Et que dire d’une certaine psychiatrie qui accuse ces enfants de ne pas pouvoir s’en sortir. Enfant je pensais que j’étais coupable alors qu’un. enfant n’est et ne sera jamais coupable de l’inceste, du viol , seul l’agresseur est le monstre qui choisi en toute connaissance de cause d’être dans un rapport de domination violent et plus qu’abjecte qu’est l’inceste, le viol. Un.e enfant ne peut et ne sera jamais consentant.e . Sans consentement, il y a viol.
Ado je pensais que je n’étais rien, je me détruisais pour fuir mes blessures intérieures, pour fuir mon corps. Adulte j’ai pu rencontrer de la bienveillance autour de moi par le biais d’une personne qui a beaucoup compté dans ma vie , et cela m’a permis d’écarter peu à peu les barreaux de la prison de ma propre vie qui m’oppressaient. Elle me disait toujours d’être des amant.e.s de la liberté émancipatrice à tous rapports de domination.
J’ai commencé à lire des auteurs qui parlaient de justice sociale, qui parlaient de la nécessité d’identifier à ses racines ce que sont les rapports de domination, d’exploitation, ce qu’est le patriarcat et le sexisme si profondément ancrés dans la sacro sainte famille, la religion , l’état, le capitalisme . On ne peut pas combattre l’un sans combattre tous les autres , car ces piliers de domination s’articulent les uns aux autres.
Il m’a été difficile de sortir du silence , de l’endoctrinement religieux qui a été le mien, des normes sociales institutionnelles , de ce que les coups au corps, les violences sexuelles ont voulu faire de moi.
Aujourd’hui je vais mieux, mais il m’arrive encore d’avoir des flashs backs, et au travers d’eux de devoir faire face aux monstres froids de mon enfance. Je sais aujourd’hui qui je suis , je n’ai jamais été consentante de quoi que ce soit dans mon enfance. le silence de la famille, la ddass, une certaine psychiatrie ont voulu faire de ma vie une marionnette désarticulée entre leurs mains. Mais je leur ai repris ma vie . Je suis en vie . Ils ne m’ont pas tué. Des enfants qui ont été violenté.e.s, abusé.e.s aujourd’hui ne sont plus là , certain.e.s sont dans la survie . Nous n’avons pas à juger ces enfants, ces adultes qu’elles -ils deviennent , mais à nous asseoir avec elles.eux pour écouter ce qu’elles-ils ont à nous dire et accepter de faire un bout de route ensemble à leur côté, à leur propre rythme .

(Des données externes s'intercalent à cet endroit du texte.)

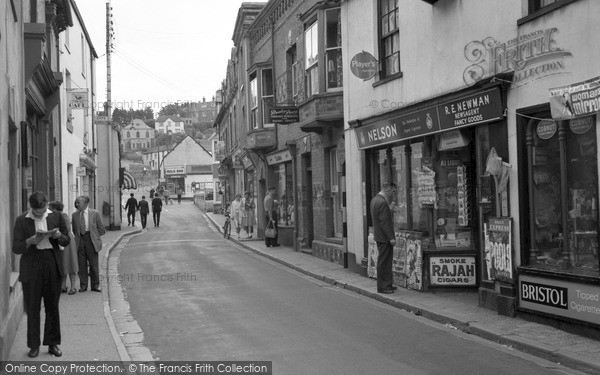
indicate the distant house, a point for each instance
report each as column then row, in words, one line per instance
column 169, row 124
column 138, row 136
column 187, row 166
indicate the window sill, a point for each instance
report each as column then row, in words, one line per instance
column 387, row 79
column 543, row 11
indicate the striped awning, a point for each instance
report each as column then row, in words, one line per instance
column 128, row 181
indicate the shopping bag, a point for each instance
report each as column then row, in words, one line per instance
column 270, row 231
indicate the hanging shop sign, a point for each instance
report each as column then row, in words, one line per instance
column 452, row 271
column 284, row 115
column 560, row 298
column 407, row 261
column 469, row 110
column 171, row 170
column 546, row 129
column 78, row 99
column 364, row 65
column 579, row 99
column 531, row 56
column 498, row 250
column 279, row 157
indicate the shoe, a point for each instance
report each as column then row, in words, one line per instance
column 54, row 350
column 33, row 352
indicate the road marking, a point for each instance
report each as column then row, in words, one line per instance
column 165, row 241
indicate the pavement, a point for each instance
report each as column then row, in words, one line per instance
column 90, row 332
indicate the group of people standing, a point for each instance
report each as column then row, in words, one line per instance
column 242, row 214
column 52, row 247
column 132, row 206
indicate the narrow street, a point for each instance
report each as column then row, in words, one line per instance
column 197, row 296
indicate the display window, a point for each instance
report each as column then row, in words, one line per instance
column 563, row 200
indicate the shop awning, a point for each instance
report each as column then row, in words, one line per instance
column 128, row 181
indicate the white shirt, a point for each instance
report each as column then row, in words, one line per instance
column 41, row 224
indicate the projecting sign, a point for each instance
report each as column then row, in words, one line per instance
column 284, row 115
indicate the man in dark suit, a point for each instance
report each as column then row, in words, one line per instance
column 156, row 208
column 383, row 230
column 131, row 206
column 88, row 227
column 144, row 210
column 37, row 236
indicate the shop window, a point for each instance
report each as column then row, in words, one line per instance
column 333, row 48
column 285, row 198
column 311, row 51
column 335, row 181
column 563, row 175
column 253, row 102
column 389, row 37
column 267, row 96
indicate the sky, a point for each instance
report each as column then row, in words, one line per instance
column 165, row 51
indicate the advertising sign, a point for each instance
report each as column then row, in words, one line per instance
column 407, row 263
column 579, row 99
column 364, row 65
column 562, row 298
column 284, row 115
column 77, row 99
column 452, row 271
column 498, row 249
column 469, row 110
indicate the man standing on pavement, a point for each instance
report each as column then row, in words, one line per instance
column 131, row 206
column 156, row 208
column 144, row 210
column 37, row 236
column 270, row 215
column 88, row 227
column 383, row 230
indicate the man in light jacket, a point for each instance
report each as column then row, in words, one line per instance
column 88, row 227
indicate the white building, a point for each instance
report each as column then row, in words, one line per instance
column 169, row 124
column 79, row 137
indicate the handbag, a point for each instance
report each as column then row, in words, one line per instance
column 270, row 231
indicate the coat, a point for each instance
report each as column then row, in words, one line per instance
column 96, row 227
column 383, row 222
column 25, row 228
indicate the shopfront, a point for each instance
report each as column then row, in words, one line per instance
column 560, row 273
column 447, row 161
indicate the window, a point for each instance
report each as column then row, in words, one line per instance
column 389, row 47
column 253, row 103
column 564, row 188
column 333, row 48
column 267, row 96
column 335, row 180
column 311, row 43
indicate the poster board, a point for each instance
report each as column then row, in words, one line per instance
column 407, row 264
column 498, row 252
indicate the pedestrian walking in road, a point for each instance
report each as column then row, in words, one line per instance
column 383, row 230
column 70, row 258
column 271, row 216
column 156, row 209
column 236, row 214
column 88, row 227
column 144, row 210
column 179, row 193
column 37, row 236
column 131, row 207
column 248, row 217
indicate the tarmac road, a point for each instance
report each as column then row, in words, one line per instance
column 197, row 296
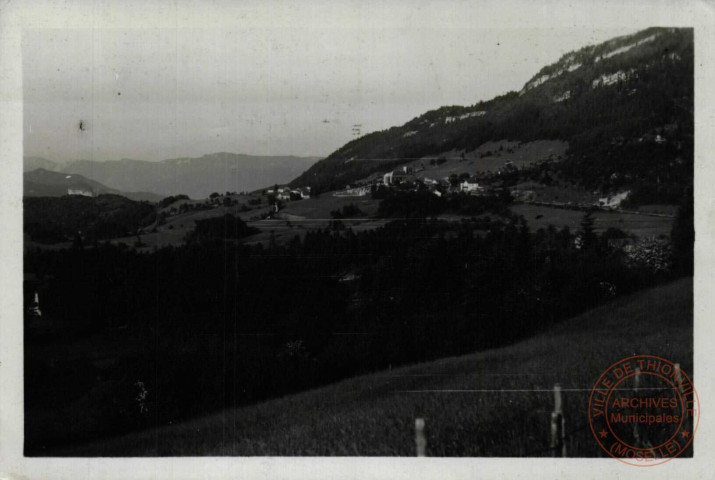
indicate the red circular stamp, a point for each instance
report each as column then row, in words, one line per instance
column 644, row 411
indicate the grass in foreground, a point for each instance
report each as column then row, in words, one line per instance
column 373, row 415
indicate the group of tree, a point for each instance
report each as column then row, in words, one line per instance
column 220, row 324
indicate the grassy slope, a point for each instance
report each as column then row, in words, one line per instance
column 374, row 414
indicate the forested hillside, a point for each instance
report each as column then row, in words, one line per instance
column 625, row 107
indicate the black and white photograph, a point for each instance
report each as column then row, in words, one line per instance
column 357, row 229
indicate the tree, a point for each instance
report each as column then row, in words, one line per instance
column 587, row 232
column 683, row 236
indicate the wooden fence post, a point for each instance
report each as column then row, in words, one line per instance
column 558, row 425
column 420, row 440
column 678, row 377
column 636, row 387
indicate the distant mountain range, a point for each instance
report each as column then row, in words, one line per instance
column 625, row 108
column 196, row 177
column 41, row 182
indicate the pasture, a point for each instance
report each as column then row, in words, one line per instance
column 493, row 403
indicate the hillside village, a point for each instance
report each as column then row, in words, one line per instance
column 466, row 231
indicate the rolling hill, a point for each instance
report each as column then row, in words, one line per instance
column 624, row 107
column 492, row 403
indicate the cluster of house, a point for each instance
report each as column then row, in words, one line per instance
column 85, row 192
column 288, row 194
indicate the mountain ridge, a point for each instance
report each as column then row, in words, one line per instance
column 610, row 102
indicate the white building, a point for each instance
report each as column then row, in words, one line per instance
column 467, row 186
column 80, row 191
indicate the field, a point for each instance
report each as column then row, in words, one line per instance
column 492, row 403
column 499, row 153
column 641, row 225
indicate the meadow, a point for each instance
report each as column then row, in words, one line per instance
column 538, row 216
column 492, row 403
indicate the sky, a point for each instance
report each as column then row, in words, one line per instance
column 272, row 82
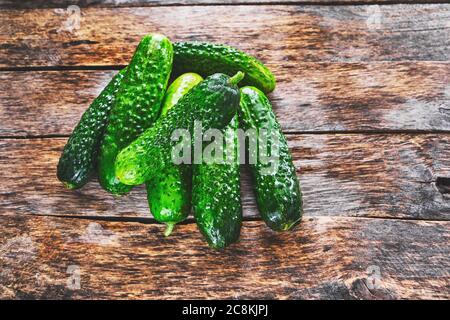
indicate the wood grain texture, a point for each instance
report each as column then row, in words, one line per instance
column 375, row 175
column 326, row 258
column 29, row 4
column 310, row 97
column 278, row 35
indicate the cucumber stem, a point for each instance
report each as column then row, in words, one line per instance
column 237, row 77
column 169, row 228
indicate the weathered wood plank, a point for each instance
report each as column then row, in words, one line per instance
column 30, row 4
column 324, row 258
column 279, row 35
column 375, row 175
column 317, row 97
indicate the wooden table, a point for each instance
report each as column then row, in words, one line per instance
column 363, row 95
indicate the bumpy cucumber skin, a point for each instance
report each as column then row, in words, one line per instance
column 78, row 160
column 137, row 105
column 179, row 87
column 278, row 196
column 213, row 101
column 208, row 58
column 216, row 198
column 169, row 193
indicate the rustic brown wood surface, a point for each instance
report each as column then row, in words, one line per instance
column 364, row 97
column 327, row 258
column 279, row 35
column 349, row 175
column 316, row 97
column 28, row 4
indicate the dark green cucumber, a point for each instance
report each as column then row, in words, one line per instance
column 216, row 197
column 169, row 193
column 78, row 160
column 137, row 105
column 213, row 101
column 278, row 193
column 208, row 58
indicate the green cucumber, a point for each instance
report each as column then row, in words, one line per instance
column 179, row 87
column 169, row 193
column 216, row 197
column 278, row 194
column 78, row 160
column 208, row 58
column 137, row 105
column 213, row 101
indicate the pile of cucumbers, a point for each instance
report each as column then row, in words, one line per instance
column 125, row 137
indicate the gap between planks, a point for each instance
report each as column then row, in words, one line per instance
column 137, row 4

Aujourd’hui l’oiseau aux ailes blessées prend de jour en jour son envol pour aller là où mes envies d’émancipation à tous rapports de domination me portent. Je continue à me construire , il n’y a rien à reconstruire sur des ruines, tout est à construire en dehors de tous rapports de domination, d’exploitation, tout en étant moi, pas ce que certain.e.s attendent de moi.
J’ai besoin de temps en temps de me poser lorsque mon corps, mon cerveau ont du mal à répondre ou que ce monde de domination m’étouffe.

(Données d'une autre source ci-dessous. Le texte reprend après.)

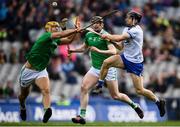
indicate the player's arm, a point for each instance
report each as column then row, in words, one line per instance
column 116, row 38
column 80, row 49
column 67, row 40
column 111, row 50
column 64, row 33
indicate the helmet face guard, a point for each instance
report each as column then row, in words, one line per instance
column 135, row 15
column 51, row 24
column 95, row 18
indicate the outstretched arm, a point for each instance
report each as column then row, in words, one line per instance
column 80, row 49
column 111, row 50
column 64, row 33
column 116, row 38
column 118, row 45
column 68, row 40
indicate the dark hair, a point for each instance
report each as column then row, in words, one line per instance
column 95, row 18
column 135, row 15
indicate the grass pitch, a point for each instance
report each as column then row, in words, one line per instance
column 97, row 124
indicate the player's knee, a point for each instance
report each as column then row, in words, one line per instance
column 140, row 91
column 114, row 96
column 106, row 64
column 45, row 91
column 84, row 88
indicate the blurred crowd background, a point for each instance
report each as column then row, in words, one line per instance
column 21, row 22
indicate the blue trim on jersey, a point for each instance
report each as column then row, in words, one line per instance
column 135, row 68
column 129, row 34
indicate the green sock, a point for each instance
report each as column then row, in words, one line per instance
column 83, row 112
column 133, row 105
column 45, row 109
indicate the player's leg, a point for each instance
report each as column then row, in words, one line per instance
column 88, row 82
column 25, row 81
column 112, row 85
column 113, row 61
column 24, row 92
column 138, row 84
column 44, row 84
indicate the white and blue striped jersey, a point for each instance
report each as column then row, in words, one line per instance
column 133, row 46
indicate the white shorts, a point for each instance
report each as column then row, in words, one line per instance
column 111, row 75
column 28, row 76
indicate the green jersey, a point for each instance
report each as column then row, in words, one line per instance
column 95, row 40
column 42, row 50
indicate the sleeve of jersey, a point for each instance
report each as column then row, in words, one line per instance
column 107, row 42
column 85, row 39
column 46, row 37
column 132, row 32
column 58, row 41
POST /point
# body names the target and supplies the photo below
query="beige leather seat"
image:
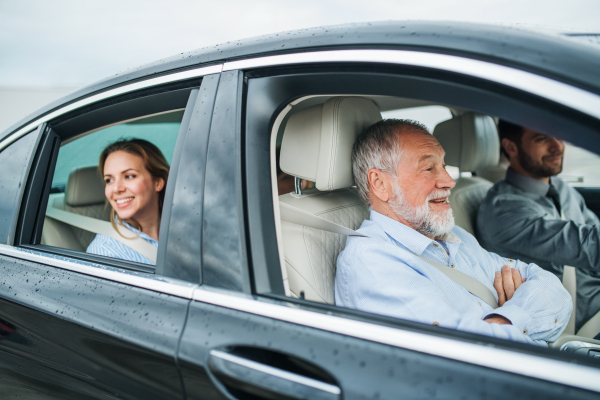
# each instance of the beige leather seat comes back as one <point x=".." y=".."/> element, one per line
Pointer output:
<point x="84" y="195"/>
<point x="471" y="143"/>
<point x="317" y="146"/>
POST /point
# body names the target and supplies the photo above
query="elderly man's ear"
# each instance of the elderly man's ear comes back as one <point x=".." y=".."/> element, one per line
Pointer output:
<point x="380" y="185"/>
<point x="510" y="147"/>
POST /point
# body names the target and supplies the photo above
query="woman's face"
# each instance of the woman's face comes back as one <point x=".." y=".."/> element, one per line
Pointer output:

On ne sort pas indemne d’une enfance abusée , de la violence psychique et physique. Cela n’est pas toujours compris chez certain.e.s militant.e.s. On a comme l’impression que par moment notre vécu dérange , "agresse"... C’est tou.t.e.s ensemble que nous devons abattre tous les rapports de domination et ne pas les reproduire.

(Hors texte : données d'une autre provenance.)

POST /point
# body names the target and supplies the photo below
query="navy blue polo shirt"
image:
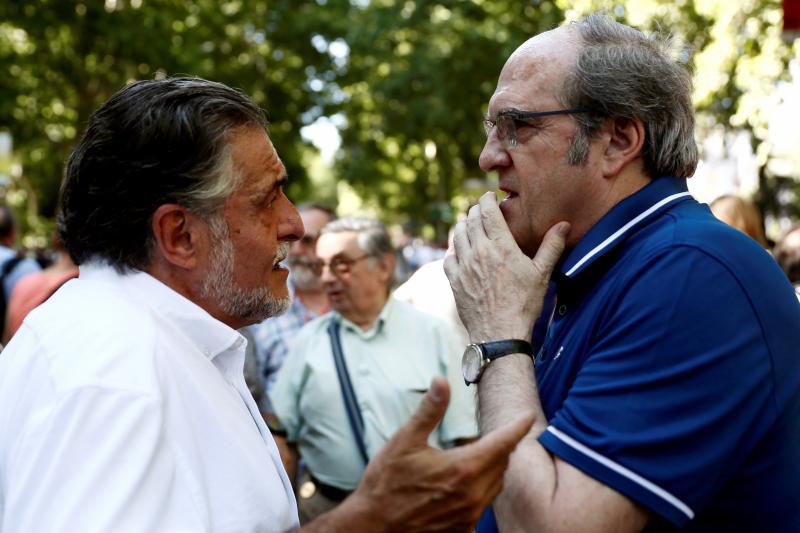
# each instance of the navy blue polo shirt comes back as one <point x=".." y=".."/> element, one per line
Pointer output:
<point x="671" y="368"/>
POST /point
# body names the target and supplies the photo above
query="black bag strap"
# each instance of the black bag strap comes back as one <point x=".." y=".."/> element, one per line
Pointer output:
<point x="348" y="394"/>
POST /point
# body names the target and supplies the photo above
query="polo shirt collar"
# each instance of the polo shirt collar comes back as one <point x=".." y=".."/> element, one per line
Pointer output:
<point x="624" y="219"/>
<point x="211" y="336"/>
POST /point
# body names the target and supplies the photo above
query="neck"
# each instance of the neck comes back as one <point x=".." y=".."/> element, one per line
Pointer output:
<point x="314" y="301"/>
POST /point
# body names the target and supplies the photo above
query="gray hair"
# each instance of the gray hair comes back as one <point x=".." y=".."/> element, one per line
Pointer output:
<point x="621" y="73"/>
<point x="152" y="143"/>
<point x="372" y="235"/>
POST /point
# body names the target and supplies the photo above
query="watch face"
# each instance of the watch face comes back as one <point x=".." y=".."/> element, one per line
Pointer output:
<point x="471" y="364"/>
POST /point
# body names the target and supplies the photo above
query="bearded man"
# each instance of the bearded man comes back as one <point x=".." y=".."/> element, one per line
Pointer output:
<point x="122" y="399"/>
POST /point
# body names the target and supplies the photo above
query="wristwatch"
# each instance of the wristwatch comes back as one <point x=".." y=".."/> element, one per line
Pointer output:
<point x="478" y="355"/>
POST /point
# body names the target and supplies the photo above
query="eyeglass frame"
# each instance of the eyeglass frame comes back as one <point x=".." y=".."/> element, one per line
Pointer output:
<point x="339" y="265"/>
<point x="509" y="139"/>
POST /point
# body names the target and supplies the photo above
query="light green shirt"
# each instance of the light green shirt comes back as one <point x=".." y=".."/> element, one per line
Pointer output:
<point x="390" y="366"/>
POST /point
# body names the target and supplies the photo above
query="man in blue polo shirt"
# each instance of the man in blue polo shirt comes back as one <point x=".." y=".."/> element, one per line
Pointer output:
<point x="667" y="391"/>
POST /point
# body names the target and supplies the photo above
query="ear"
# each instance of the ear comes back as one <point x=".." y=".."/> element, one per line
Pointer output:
<point x="625" y="142"/>
<point x="177" y="234"/>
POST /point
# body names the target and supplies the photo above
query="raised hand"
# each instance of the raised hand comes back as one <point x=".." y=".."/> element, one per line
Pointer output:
<point x="498" y="290"/>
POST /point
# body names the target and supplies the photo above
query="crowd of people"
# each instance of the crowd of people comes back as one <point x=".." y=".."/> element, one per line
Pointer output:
<point x="598" y="351"/>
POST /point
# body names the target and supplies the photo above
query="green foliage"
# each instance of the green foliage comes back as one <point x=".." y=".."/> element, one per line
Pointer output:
<point x="408" y="79"/>
<point x="63" y="59"/>
<point x="418" y="81"/>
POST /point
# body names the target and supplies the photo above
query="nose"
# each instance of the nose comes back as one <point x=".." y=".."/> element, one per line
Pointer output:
<point x="493" y="156"/>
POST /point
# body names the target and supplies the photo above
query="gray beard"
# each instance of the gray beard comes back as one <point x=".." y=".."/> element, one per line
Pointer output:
<point x="252" y="305"/>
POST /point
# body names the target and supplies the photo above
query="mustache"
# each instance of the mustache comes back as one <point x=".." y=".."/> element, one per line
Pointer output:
<point x="281" y="253"/>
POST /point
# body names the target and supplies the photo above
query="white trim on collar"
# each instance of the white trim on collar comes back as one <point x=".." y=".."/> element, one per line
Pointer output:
<point x="614" y="236"/>
<point x="625" y="472"/>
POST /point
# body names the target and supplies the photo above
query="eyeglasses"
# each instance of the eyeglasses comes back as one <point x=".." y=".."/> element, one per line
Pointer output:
<point x="509" y="120"/>
<point x="339" y="265"/>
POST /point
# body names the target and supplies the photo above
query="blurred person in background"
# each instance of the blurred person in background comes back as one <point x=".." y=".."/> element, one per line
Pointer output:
<point x="428" y="290"/>
<point x="787" y="254"/>
<point x="390" y="352"/>
<point x="742" y="214"/>
<point x="13" y="264"/>
<point x="273" y="337"/>
<point x="35" y="288"/>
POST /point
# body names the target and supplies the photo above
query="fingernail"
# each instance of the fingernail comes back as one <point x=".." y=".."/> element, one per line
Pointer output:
<point x="436" y="393"/>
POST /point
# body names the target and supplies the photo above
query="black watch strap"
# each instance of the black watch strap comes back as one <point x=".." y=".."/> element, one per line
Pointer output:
<point x="493" y="350"/>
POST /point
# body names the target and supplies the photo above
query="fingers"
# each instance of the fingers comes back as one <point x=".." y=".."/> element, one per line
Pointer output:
<point x="493" y="222"/>
<point x="551" y="249"/>
<point x="461" y="240"/>
<point x="415" y="432"/>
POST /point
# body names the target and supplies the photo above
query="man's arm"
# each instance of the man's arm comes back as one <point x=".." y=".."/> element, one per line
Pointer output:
<point x="411" y="487"/>
<point x="541" y="491"/>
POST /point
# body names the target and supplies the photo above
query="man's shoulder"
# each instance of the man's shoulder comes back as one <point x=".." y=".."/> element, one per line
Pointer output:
<point x="93" y="334"/>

Absolument rien ne doit passer sous silence l’inceste, le viol, la violence physique, psychique. Briser le silence, prendre la parole de tout enfant, adulte abusé.e, violé.e. au sérieux, l’accompagner sans aucun jugement pour que demain elle-il puisse à nouveau sentir les rayons du soleil, pour continuer de rêver et cela même dans un monde de domination, ce monde de domination qui dresse des barreaux autour de nos vies dans les prisons du dehors et du dedans.
Continuer à rêver sans cesser d’être ce que je suis, ce que nous sommes contre toutes dominations.